PRC's economic growth: An active economic policy could have changed a lot. Much of the U.S. trade balance deficit is from trade with the PRC. Such simple things as increasing the savings rate and discouraging private debt would have reduced the imbalance and slowed down China's economic growth a lot. The West could also at least have talked about whether to prohibit the export of investment goods to China.
There were hundreds of policy options.

A government has the power to break the oil addiction. Imagine the effect of a gasoline tax of European proportions beginning in 2000, for example. U.S. cars would consume about 10-25% less fuel on average now.
Other sectors would have had similar fuel savings.

The global pricing of crude oil is a farce. Much of the oil trade is not on the market, but arranged in long-term treaties or simply transferred inside of multinational corporations. The oil price from the TV news is merely applicable to the oil that's still being traded freely.
So yes, it's possible to become independent from both ME oil and the global crude oil market price.
CTL is also competitive, it's been competitive since the oil price exceeded about 50 USD/barrel.

Certainly the last decade has seen an abundance of bad decisions in both economic and foreign policy, but claiming a causative relationship between the latter and the former is conjecture, I suspect with a bit of wishful thinking mixed in. An absence of foreign entanglement is no assurance of good economic policy, as we saw in the 90s.
I didn't mean to assert such a mechanism. Nevertheless, a country has a limited attention span and cannot cope with many great projects at once. There's little hope for domestic reforms of grand scale as long as much of the attention span is being wasted on (inflated) external threats.

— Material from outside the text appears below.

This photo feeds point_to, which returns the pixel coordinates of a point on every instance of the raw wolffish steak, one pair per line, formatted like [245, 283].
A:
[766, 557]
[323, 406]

Besides; I don't share the attitude that Iraq was a problem that had to be dealt with and was wrongly not dealt with by Clinton.
Post-'96 Iraq was no problem at all. There was merely a crazy illusion of a problem. This illusion was based on irrational behaviour (asking another power to prove the non-existence of non-existing items) and crazy scaremongering.
The only real issue was the question how the Kurds could be protected against Saddam's revenge, especially considering Turkey's stance. A guaranteed autonomy for the Kurds, reinforced with a UNSC threat of renewed sanctions might have worked.